Sales of new
single-family houses in May 2023 were at a seasonally adjusted annual rate (SAAR)
of 763,000 units (667,000 expected). This
is 12.2% (±12.8%)* above the revised April rate of 680,000 (originally 683,000
units) and 20.0% (±15.5%) above the May 2022 SAAR of 636,000 units; the
not-seasonally adjusted (NSA) year-over-year comparison (shown in the table
above) was +25.9%. For longer-term perspectives, NSA sales were 45.1% below the
“housing bubble” peak but 39.6% above the long-term, pre-2000 average.
The
median sales price of new houses sold in May was $416,300 (+3.5%, or $13,900).

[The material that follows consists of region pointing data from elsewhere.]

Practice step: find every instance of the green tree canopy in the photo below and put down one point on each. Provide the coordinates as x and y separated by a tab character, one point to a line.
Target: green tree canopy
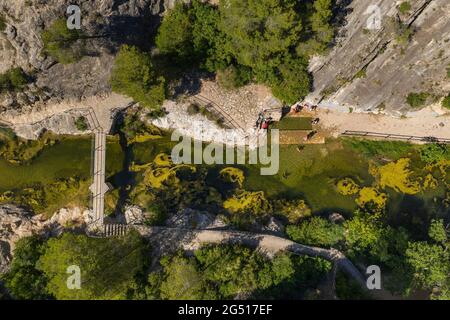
23	280
175	34
108	265
133	74
316	231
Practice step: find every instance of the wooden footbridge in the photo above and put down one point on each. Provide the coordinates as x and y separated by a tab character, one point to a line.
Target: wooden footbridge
99	187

The average sales price was $487,300 (-1.7%, or -$8,300). Homes priced at/above
$750,000 comprised 11.0% of sales, down from the year-earlier 15.5%.

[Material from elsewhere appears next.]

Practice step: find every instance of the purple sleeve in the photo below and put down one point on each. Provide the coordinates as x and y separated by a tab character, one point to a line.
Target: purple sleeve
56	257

* 90% confidence interval includes zero. The Census Bureau does not have sufficient statistical evidence to conclude that the actual change is different from zero.

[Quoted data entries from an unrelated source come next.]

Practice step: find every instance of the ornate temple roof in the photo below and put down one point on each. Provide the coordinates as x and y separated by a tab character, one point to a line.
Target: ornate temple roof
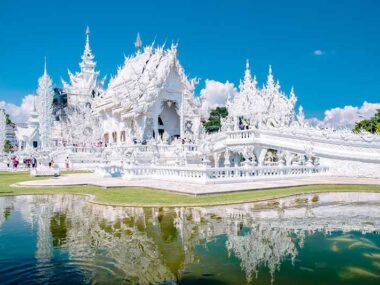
84	84
139	81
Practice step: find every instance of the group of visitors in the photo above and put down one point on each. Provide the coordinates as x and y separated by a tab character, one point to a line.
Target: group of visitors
14	162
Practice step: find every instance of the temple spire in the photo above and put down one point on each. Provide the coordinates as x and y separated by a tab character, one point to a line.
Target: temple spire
138	42
45	68
87	47
247	75
270	80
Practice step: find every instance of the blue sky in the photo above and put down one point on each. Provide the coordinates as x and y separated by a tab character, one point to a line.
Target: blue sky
215	38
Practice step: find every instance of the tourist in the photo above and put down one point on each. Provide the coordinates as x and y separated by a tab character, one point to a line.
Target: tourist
34	162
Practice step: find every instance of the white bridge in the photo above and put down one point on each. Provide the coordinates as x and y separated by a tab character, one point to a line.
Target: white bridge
241	156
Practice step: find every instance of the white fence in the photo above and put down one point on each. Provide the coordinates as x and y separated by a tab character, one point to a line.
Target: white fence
209	175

As mentioned in our post about housing permits, starts and completions in May, single-unit completions rose by 38,000 units (+3.9%). Sales rose (83,000 units, or +12.2%), resulting in inventory for sale shrinking in both absolute (-4,000 units) and months-of-inventory (-0.6 month) terms.
Existing home sales broke off their earlier decline, rising (+0.2% or 10,000 units) in May to a SAAR of 4.30 million units (4.25 million expected). Inventory of existing homes for sale expanded in both absolute (+40,000 units) and months-of-inventory (+0.1 month) terms. Because resales advanced at a slower pace than new-home sales, the share of total sales comprised of new homes increased to 15.1%. The median price of previously owned homes sold in May rose to $396,100 (+2.6% or $10,200).
Housing affordability dipped (-1.7 index points) as the median price of
existing homes for sale in April rose by $13,800 (+3.6% MoM; -2.1 YoY) to $393,300.
Concurrently, Standard & Poor’s reported that the U.S. National Index in the S&P Case-Shiller
CoreLogic Home Price indices was unchanged at a not-seasonally adjusted monthly
change of +1.3% (-0.2% YoY).
“The
U.S. housing market continued to strengthen in April 2023,” said Craig
Lazzara, Managing Director at S&P DJI. “Home prices peaked in June 2022,
declined until January 2023, and then began to recover. The National Composite
rose by 1.3% in April (repeating March’s performance), and now stands only 2.4%
below its June 2022 peak. Our 10- and 20-City Composites both gained 1.7% in
April.
“The
ongoing recovery in home prices is broadly based. Before seasonal adjustments,
prices rose in all 20 cities in April (as they had also done in March).
Seasonally adjusted data showed rising prices in 19 cities in April (versus 14
in March).
“On
a trailing 12-month basis, the National Composite is 0.2% below its April 2022
level, with the 10-and 20-City Composites also negative on a year-over-year
basis, but regional differences continue to be striking. Miami’s 5.2% gain made
it the best-performing city for the ninth consecutive month, but in April
Chicago toddled into second place with a 4.1% gain. Atlanta (+3.5%) and
Charlotte (+3.4%) round out the top four. The next three positions are occupied
by New York, Cleveland, and then perennial medalist Tampa, indicating a
remarkable diversity among the top performers. At the other end of the scale,
however, the worst eight performers are all in the Mountain or Pacific time
zones, with Seattle (-12.4%) and San Francisco (-11.1%) at the bottom. The
Southeast (+3.6%) continues as the country’s strongest region, while the West
(-6.9%) remains the weakest.
“If I were trying to make a case that the decline in home prices that began in June 2022 had definitively ended in January 2023, April’s data would bolster my argument. Whether we see further support for that view in coming months will depend on how well the market navigates the challenges posed by current mortgage rates and the continuing possibility of economic weakness.”
The foregoing comments represent the general economic views and analysis of Delphi Advisors, and are provided solely for the purpose of information, instruction and discourse. They do not constitute a solicitation or recommendation regarding any investment.